Saturday 28 November 2015
rr Replay Performance Improvements
I've been spending a lot of time using rr, as have some other Mozilla developers, and it occurred to me a small investment in speeding up the debugging experience could pay off in improved productivity quite quickly. Until recently no-one had ever really done any work to speed up replay, so there was some low-hanging fruit.
During recording we avoid trapping from tracees to the rr process for common syscalls (read, clock_gettime and the like) with an optimization we call "syscall buffering". The basic idea is that the tracee performs the syscall "untraced", we use a seccomp-bpf predicate to detect that the syscall should not cause a ptrace trap, and when the syscall completes the tracee copies its results to a log buffer. During replay we do not use seccomp-bpf; we were using PTRACE_SYSEMU to generate a ptrace trap for every syscall and then emulating the results of all syscalls from the rr process. The obvious major performance improvement is to avoid generating ptrace traps for buffered syscalls during replay, just as we do during recording.

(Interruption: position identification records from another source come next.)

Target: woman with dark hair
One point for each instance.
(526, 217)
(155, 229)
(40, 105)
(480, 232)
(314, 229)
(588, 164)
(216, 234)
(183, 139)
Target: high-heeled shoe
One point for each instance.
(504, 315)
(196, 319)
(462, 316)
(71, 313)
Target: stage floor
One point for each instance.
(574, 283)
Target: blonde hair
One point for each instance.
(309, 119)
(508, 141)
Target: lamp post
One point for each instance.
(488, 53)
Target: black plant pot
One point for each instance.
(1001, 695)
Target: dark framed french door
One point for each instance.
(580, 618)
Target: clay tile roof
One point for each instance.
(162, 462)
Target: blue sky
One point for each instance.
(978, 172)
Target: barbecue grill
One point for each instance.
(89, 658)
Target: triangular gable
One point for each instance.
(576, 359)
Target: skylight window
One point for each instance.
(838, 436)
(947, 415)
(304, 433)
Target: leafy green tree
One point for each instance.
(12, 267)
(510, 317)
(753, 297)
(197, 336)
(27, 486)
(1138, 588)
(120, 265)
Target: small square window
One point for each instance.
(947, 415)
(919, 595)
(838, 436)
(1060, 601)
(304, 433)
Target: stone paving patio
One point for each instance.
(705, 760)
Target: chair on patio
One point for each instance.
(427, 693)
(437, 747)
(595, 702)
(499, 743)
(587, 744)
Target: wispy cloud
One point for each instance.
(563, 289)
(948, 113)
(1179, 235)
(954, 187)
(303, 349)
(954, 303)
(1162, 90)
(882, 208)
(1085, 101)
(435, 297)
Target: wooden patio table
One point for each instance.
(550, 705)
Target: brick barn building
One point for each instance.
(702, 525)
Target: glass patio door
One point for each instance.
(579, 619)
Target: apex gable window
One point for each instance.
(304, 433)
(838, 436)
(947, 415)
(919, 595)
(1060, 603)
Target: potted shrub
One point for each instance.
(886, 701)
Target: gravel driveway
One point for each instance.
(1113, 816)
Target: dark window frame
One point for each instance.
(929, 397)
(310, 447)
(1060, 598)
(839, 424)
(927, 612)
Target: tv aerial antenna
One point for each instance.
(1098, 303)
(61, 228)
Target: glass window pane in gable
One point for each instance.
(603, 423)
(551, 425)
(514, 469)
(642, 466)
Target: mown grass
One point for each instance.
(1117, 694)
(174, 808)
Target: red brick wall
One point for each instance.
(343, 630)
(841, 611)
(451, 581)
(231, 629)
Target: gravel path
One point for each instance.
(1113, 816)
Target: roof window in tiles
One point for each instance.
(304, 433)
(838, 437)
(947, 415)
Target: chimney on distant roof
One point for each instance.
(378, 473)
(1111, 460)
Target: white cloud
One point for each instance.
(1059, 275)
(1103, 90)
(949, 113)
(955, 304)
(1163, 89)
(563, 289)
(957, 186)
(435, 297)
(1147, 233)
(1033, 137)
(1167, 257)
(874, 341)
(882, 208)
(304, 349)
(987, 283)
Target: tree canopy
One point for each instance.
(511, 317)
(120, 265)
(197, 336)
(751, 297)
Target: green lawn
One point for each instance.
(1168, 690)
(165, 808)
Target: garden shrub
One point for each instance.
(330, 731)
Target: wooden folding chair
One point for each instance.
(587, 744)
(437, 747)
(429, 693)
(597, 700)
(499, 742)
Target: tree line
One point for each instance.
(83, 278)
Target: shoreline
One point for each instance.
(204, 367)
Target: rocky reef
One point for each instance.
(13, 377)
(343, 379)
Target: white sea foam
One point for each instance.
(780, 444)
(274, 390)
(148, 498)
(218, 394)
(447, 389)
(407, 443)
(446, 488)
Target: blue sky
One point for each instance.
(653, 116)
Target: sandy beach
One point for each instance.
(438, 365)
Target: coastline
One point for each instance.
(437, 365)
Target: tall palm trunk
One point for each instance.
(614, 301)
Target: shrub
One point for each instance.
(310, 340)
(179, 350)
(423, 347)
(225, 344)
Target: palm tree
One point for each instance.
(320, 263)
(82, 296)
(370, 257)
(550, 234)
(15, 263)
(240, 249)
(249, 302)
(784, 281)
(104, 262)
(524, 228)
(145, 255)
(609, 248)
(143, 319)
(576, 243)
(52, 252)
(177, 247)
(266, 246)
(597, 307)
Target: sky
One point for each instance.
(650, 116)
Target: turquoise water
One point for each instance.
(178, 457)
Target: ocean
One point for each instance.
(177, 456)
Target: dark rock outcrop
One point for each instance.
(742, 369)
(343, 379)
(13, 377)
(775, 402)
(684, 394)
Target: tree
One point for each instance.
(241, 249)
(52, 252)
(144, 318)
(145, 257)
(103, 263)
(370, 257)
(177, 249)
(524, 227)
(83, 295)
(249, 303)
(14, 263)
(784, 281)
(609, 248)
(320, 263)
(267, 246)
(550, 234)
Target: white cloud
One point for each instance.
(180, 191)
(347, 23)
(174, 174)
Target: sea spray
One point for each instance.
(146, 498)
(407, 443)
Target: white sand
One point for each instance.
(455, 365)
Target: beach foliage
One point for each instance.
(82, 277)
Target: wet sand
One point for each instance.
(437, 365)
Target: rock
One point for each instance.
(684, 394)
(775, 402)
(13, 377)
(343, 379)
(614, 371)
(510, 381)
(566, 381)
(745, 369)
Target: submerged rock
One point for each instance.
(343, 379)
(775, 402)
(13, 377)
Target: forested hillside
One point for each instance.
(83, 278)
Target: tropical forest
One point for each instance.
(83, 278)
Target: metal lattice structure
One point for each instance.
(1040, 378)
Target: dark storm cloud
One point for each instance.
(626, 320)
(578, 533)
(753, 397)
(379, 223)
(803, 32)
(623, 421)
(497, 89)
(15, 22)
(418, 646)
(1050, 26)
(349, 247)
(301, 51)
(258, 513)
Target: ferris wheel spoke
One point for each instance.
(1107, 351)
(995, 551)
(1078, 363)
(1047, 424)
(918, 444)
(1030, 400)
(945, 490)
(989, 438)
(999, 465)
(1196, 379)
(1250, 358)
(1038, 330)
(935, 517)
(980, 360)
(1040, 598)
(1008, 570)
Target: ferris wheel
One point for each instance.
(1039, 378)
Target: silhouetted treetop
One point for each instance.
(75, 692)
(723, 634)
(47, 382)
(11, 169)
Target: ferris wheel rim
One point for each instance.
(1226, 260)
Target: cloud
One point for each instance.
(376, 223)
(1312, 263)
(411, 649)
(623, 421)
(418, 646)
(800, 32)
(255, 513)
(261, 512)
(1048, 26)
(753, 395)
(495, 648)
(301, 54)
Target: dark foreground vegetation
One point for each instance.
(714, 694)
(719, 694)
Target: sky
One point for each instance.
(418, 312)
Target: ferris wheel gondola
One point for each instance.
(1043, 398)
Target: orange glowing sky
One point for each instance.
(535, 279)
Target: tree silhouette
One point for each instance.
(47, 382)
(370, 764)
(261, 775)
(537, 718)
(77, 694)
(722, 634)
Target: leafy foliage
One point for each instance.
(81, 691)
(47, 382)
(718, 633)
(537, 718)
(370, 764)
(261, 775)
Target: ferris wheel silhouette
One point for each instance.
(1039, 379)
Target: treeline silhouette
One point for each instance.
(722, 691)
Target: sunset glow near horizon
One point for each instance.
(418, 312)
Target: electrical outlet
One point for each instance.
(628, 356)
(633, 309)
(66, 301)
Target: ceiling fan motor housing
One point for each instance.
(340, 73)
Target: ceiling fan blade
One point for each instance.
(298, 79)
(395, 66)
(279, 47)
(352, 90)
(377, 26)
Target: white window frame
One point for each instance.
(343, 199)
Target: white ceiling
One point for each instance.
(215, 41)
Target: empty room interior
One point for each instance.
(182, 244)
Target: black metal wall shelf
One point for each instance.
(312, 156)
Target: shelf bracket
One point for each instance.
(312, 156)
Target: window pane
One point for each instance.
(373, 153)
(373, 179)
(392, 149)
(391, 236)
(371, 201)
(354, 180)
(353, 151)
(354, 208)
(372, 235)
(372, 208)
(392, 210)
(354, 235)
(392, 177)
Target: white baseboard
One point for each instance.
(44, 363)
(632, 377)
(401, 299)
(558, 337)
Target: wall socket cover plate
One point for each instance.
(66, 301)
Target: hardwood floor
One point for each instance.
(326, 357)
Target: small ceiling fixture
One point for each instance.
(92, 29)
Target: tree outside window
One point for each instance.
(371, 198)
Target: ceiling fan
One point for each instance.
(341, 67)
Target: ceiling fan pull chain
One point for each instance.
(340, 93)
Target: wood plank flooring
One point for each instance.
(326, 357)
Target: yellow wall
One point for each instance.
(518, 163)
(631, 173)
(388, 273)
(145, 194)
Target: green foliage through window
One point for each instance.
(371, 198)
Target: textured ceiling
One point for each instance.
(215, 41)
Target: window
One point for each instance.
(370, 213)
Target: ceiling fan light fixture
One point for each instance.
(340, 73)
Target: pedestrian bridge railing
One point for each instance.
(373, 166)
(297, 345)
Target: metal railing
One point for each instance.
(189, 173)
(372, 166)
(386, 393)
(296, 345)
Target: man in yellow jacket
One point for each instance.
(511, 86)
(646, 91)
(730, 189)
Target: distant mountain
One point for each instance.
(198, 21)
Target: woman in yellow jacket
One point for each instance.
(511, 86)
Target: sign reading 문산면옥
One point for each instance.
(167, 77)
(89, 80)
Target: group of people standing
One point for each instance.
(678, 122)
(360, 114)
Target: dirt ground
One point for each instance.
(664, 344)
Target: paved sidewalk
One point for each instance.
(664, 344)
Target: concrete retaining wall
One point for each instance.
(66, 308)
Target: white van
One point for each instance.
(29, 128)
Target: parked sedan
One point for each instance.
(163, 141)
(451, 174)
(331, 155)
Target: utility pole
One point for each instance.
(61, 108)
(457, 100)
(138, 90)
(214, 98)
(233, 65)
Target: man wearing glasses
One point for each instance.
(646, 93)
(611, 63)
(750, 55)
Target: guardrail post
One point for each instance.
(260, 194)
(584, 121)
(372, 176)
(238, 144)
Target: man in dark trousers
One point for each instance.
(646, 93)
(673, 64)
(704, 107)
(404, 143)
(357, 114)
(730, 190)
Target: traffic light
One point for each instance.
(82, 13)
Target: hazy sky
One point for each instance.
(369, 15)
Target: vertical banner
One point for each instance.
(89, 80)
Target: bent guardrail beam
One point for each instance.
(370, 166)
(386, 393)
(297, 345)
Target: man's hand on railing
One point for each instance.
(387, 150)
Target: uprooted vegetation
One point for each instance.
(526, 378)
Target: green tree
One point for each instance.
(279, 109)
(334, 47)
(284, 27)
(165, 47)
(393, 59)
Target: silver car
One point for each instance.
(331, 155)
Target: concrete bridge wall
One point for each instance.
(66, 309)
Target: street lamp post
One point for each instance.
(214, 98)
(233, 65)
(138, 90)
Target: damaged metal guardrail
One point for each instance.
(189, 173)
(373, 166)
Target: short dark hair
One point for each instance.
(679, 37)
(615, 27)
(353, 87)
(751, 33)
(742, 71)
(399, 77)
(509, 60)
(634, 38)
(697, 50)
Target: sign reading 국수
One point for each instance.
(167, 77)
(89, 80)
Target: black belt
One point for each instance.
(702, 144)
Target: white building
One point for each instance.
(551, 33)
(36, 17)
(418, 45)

This was tricky to do while preserving our desired invariants that control flow is identical between recording and replay, and data values (in application memory and registers) are identical at all times. For example consider the recvmsg system call, which takes an in/out msg parameter. During recording syscall wrappers in the tracee would copy msg to the syscall log buffer, perform the system call, then copy the data from the log buffer back to msg. Hitherto, during replay we would trap on the system call and copy the saved buffer contents for that system call to the tracee buffer, whereupon the tracee syscall wrappers would copy the data out to msg. To avoid trapping to rr for a sequence of such syscalls we need to copy the entire syscall log buffer to the tracee before replaying them, but then the syscall wrapper for recvmsg would overwrite the saved output when it copies msg to the buffer! I solved this, and some other related problems, by introducing a few functions that behave differently during recording and replay while preserving control flow and making sure that register values only diverge temporarily and only in a few registers. For this recvmsg case I introduced a function memcpy_input_parameter which behaves like memcpy during recording but is a noop during replay: it reads a global is_replay flag and then does a conditional move to set the source address to the destination address during replay.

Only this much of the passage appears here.